Başkan olarak De Gaulle, Fransa’yı ittifaklara derinden dahil etmek için her planla mücadele etti. Avrupa Birleşik Devletleri’nin kurulmasına ve İngilizlerin Ortak Pazar’a girmesine karşı çıktı. Fransa’nın Birleşmiş Milletler’e olan aidatlarının bir kısmını ödemeyi bıraktı, NATO karargahını Fransa’yı terk etmeye zorladı ve Fransız kuvvetlerini Atlantik İttifakı entegre ordularından çekti.
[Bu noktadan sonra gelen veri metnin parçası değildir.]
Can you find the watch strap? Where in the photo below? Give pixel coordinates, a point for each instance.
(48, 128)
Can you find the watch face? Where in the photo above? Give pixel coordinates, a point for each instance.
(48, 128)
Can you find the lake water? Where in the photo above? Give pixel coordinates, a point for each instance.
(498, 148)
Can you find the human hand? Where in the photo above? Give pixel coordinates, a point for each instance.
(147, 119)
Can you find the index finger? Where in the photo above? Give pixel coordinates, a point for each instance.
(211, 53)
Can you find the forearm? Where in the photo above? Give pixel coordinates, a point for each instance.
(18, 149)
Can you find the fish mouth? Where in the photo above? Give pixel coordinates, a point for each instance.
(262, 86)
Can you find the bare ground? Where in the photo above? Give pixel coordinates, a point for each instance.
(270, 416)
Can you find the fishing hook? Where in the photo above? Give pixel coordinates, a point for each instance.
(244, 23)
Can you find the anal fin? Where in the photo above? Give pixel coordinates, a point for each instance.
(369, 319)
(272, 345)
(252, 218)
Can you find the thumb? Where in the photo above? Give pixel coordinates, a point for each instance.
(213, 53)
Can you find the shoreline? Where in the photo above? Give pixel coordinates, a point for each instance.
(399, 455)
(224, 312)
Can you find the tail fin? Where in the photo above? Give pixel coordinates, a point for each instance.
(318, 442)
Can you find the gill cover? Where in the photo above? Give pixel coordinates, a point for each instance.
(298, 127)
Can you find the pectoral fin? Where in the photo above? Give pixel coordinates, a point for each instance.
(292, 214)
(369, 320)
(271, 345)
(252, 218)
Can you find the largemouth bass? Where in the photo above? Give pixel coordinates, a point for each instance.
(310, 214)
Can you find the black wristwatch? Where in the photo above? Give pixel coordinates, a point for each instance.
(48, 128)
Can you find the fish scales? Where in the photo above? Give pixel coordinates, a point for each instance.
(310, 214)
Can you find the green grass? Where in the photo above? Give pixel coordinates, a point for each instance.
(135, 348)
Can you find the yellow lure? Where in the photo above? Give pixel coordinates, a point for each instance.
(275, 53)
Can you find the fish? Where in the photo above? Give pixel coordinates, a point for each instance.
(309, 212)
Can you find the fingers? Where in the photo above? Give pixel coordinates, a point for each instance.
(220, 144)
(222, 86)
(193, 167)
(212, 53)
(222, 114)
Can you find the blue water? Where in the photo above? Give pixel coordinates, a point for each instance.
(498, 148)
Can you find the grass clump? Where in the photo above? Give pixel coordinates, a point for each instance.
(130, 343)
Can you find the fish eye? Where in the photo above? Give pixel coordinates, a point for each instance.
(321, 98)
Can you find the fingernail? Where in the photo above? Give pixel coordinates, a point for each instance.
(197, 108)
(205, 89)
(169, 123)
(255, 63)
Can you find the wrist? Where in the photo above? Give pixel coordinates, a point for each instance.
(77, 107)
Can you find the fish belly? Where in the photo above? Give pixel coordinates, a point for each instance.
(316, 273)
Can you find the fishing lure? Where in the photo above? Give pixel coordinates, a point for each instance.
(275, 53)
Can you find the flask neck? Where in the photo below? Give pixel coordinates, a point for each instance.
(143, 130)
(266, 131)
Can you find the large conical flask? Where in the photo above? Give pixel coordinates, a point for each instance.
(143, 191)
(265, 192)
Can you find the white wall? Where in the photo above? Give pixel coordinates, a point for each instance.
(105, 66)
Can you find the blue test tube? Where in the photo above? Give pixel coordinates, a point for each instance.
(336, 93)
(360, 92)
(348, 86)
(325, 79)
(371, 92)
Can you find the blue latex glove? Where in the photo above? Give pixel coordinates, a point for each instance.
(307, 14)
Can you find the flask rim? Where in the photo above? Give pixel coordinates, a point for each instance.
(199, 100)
Doğu Avrupa’daki Sovyet baskısını kınayarak, Çin’in dünyaya yönelik tehdidi konusunda da uyardı. Fransa’nın kolonilerini kurtardı, Vietnam’ın ABD’ye karşı “kurtuluş hareketini” destekledi ve Kanada’da “özgür bir Quebec” çağrısında bulundu.

De Gaulle, Fransızlarda gurur uyandırmada ve Fransız altın rezervlerini artırmada ve ekonomiyi güçlendirmede erken bir başarı elde etti. Bununla birlikte, saltanatının sonuna gelindiğinde, Fransa neredeyse dostsuzdu ve ekonomik kazanımları, 1968 baharında öğrenci ve işçi protesto hareketi tarafından neredeyse tamamen yok edilmişti.
De Gaulle 11 yıl boyunca hüküm sürdü, ancak sağlam eli birçok vatandaşı boğmaya ve ardından çileden çıkarmaya başladı. Nisan 1969’da Fransızlar, Senato’yu ve Fransa bölgelerini yeniden düzenleme programına karşı oy kullandı. Planı reddedilirse istifa etmekle tehdit etmişti ve sözüne sadık kalarak derhal tüm gücünden vazgeçti. Bundan sonra De Gaulle siyasi konularda sessiz kaldı. En sevdiği teğmenlerden biri olan Georges Pompidou, onun yerine başkan olarak seçildi. Charles De Gaulle, 9 Kasım 1970’de Colombey-les-Deux-Eglises’te öldü.